= Scales Wood =

Protected area in Cumbria, England

Scales Wood is a Site of Special Scientific Interest (SSSI) within Lake District National Park in Cumbria, England. It is located 900m southwest of the village of Buttermere, alongside the stream that flows between Crummock Water and Buttermere lake. This woodland is protected because of its outstanding diversity of moss and lichen species.

== Biology ==
Scales Wood is dominated by two tree species: birch and sessile oak. Much of the woodland floor is covered by moss species from the genera Polytrichum, Racomitrium and Thuidium. Grass species in these woodlands include sheep's fescue, wavy hair grass and sweet vernal-grass. Herbaceous species include bluebell, wood sorrel and heath bedstraw. Fern species include broad buckler-fern, male-fern, oak fern, polypody and Wilson's filmy-fern.

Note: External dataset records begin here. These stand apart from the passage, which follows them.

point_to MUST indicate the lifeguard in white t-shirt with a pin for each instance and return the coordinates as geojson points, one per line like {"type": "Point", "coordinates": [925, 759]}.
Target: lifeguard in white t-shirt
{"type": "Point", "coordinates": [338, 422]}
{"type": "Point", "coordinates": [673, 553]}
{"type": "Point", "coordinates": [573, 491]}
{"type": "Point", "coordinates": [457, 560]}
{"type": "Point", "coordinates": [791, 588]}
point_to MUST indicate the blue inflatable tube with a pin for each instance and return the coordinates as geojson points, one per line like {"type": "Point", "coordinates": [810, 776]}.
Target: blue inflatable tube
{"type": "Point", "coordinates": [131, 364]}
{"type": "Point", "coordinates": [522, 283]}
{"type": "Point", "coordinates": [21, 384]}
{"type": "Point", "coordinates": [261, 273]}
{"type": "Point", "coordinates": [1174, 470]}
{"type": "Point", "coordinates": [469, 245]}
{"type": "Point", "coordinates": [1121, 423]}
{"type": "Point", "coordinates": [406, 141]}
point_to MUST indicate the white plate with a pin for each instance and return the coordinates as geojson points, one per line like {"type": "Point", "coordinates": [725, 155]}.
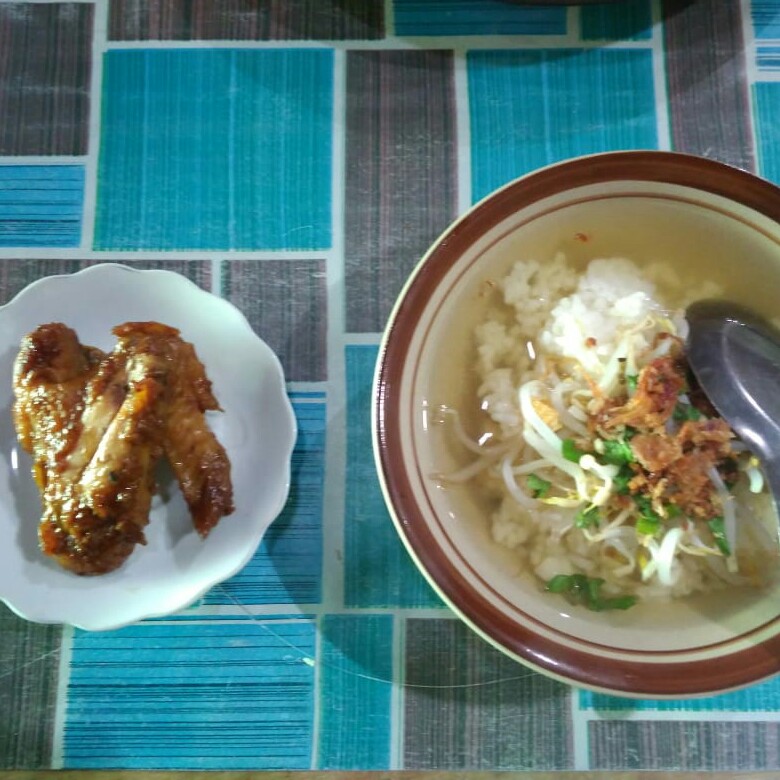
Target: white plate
{"type": "Point", "coordinates": [257, 428]}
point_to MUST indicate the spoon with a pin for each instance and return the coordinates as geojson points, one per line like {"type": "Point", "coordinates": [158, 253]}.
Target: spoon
{"type": "Point", "coordinates": [735, 356]}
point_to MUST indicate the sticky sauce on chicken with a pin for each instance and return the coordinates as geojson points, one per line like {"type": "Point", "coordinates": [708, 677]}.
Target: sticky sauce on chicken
{"type": "Point", "coordinates": [96, 426]}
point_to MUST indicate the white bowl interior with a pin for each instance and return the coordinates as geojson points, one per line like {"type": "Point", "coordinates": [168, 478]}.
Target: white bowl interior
{"type": "Point", "coordinates": [701, 236]}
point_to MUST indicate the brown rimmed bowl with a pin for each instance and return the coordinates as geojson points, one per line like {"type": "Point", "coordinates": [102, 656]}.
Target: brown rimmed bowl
{"type": "Point", "coordinates": [706, 219]}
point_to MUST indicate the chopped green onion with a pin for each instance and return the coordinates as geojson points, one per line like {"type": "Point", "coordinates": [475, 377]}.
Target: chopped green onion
{"type": "Point", "coordinates": [586, 518]}
{"type": "Point", "coordinates": [559, 583]}
{"type": "Point", "coordinates": [617, 452]}
{"type": "Point", "coordinates": [586, 591]}
{"type": "Point", "coordinates": [685, 412]}
{"type": "Point", "coordinates": [649, 521]}
{"type": "Point", "coordinates": [621, 480]}
{"type": "Point", "coordinates": [719, 535]}
{"type": "Point", "coordinates": [539, 487]}
{"type": "Point", "coordinates": [647, 526]}
{"type": "Point", "coordinates": [571, 451]}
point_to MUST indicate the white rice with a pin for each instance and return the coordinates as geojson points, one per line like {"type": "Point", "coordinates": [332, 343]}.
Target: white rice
{"type": "Point", "coordinates": [552, 308]}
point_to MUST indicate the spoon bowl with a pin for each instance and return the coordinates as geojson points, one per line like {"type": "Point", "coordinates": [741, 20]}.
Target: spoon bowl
{"type": "Point", "coordinates": [735, 356]}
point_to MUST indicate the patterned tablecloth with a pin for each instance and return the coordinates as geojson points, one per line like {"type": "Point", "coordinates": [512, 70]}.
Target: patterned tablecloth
{"type": "Point", "coordinates": [296, 157]}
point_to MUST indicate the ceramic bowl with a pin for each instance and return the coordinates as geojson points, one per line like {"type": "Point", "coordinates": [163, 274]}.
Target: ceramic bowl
{"type": "Point", "coordinates": [706, 219]}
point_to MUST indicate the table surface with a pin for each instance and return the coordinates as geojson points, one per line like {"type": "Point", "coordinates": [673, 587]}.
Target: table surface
{"type": "Point", "coordinates": [297, 157]}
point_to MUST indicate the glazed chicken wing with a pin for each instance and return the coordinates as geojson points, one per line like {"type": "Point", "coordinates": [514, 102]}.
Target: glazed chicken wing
{"type": "Point", "coordinates": [96, 426]}
{"type": "Point", "coordinates": [93, 438]}
{"type": "Point", "coordinates": [199, 461]}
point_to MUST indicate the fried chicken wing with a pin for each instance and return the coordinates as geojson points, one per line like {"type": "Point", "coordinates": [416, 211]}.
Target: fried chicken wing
{"type": "Point", "coordinates": [199, 461]}
{"type": "Point", "coordinates": [97, 424]}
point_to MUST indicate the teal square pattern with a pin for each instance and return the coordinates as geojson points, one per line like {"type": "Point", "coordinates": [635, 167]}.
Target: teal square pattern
{"type": "Point", "coordinates": [216, 149]}
{"type": "Point", "coordinates": [535, 107]}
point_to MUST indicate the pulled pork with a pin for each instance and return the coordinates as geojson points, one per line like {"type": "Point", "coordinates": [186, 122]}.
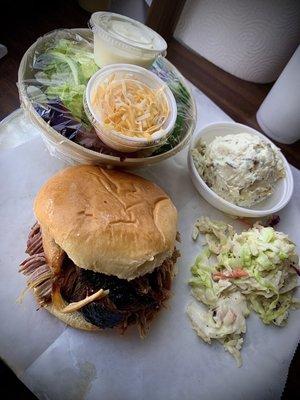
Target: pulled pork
{"type": "Point", "coordinates": [128, 302]}
{"type": "Point", "coordinates": [35, 267]}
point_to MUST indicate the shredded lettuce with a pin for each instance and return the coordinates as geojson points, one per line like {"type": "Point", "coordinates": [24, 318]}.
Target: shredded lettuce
{"type": "Point", "coordinates": [64, 69]}
{"type": "Point", "coordinates": [239, 273]}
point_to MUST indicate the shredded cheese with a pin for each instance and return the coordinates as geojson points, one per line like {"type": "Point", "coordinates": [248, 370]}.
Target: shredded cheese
{"type": "Point", "coordinates": [130, 107]}
{"type": "Point", "coordinates": [79, 304]}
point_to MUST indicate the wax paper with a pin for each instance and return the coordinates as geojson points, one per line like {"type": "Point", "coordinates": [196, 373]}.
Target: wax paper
{"type": "Point", "coordinates": [58, 362]}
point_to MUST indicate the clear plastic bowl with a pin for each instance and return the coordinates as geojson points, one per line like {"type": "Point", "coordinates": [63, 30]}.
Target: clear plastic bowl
{"type": "Point", "coordinates": [119, 39]}
{"type": "Point", "coordinates": [73, 153]}
{"type": "Point", "coordinates": [114, 139]}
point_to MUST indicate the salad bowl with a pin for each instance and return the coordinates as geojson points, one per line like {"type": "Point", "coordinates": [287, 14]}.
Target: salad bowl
{"type": "Point", "coordinates": [55, 104]}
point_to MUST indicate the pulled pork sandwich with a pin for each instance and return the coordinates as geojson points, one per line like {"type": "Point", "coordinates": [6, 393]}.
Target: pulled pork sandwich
{"type": "Point", "coordinates": [102, 252]}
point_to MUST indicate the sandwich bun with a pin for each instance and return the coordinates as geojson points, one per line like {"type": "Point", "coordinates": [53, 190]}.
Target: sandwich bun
{"type": "Point", "coordinates": [108, 221]}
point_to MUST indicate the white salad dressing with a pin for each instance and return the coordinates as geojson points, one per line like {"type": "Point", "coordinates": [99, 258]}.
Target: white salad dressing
{"type": "Point", "coordinates": [119, 39]}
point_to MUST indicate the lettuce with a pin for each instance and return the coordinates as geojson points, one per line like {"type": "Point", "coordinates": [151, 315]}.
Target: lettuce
{"type": "Point", "coordinates": [64, 69]}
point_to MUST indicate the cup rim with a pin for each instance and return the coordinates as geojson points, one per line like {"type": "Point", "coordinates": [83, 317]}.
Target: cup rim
{"type": "Point", "coordinates": [156, 136]}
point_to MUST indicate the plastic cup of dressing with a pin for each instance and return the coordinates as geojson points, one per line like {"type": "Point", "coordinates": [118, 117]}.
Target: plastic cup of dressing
{"type": "Point", "coordinates": [119, 39]}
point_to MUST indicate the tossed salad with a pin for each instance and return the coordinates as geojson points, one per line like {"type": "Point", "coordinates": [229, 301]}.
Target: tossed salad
{"type": "Point", "coordinates": [64, 69]}
{"type": "Point", "coordinates": [239, 273]}
{"type": "Point", "coordinates": [56, 77]}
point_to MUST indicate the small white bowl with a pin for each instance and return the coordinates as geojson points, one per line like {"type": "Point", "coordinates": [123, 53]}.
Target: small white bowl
{"type": "Point", "coordinates": [114, 139]}
{"type": "Point", "coordinates": [283, 189]}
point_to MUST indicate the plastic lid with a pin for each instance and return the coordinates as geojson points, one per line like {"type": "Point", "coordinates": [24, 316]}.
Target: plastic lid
{"type": "Point", "coordinates": [127, 32]}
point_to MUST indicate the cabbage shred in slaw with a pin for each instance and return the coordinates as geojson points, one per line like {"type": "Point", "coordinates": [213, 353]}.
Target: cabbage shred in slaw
{"type": "Point", "coordinates": [239, 273]}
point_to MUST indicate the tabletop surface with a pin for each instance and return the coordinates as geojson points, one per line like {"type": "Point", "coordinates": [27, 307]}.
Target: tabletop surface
{"type": "Point", "coordinates": [237, 98]}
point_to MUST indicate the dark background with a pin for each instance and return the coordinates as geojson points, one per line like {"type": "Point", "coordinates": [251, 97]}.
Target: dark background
{"type": "Point", "coordinates": [21, 23]}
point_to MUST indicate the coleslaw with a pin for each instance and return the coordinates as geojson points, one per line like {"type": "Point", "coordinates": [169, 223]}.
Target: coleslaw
{"type": "Point", "coordinates": [239, 273]}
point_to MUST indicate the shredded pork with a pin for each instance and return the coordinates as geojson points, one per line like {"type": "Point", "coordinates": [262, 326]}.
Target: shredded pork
{"type": "Point", "coordinates": [35, 267]}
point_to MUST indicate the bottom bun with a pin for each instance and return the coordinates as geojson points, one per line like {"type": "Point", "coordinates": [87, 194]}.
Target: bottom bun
{"type": "Point", "coordinates": [74, 319]}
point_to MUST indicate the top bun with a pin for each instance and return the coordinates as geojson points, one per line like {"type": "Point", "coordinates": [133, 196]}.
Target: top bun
{"type": "Point", "coordinates": [108, 221]}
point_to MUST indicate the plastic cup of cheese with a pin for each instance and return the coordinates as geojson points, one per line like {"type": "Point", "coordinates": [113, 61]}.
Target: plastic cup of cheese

Liverwort species include Plagiochila spinulosa, Scapania gracilis, Bazzania trilobata. Lichen species include Parmelia saxatilis, Hypogymnia physodes, Sphaerophorus globosus and Baccidia affinis.

Lichens in Scales Wood SSSI have been surveyed by the Cumbria Lichen and Bryophyte group.

== Land ownership ==
Most of the land within Scales Wood SSSI is owned by the National Trust.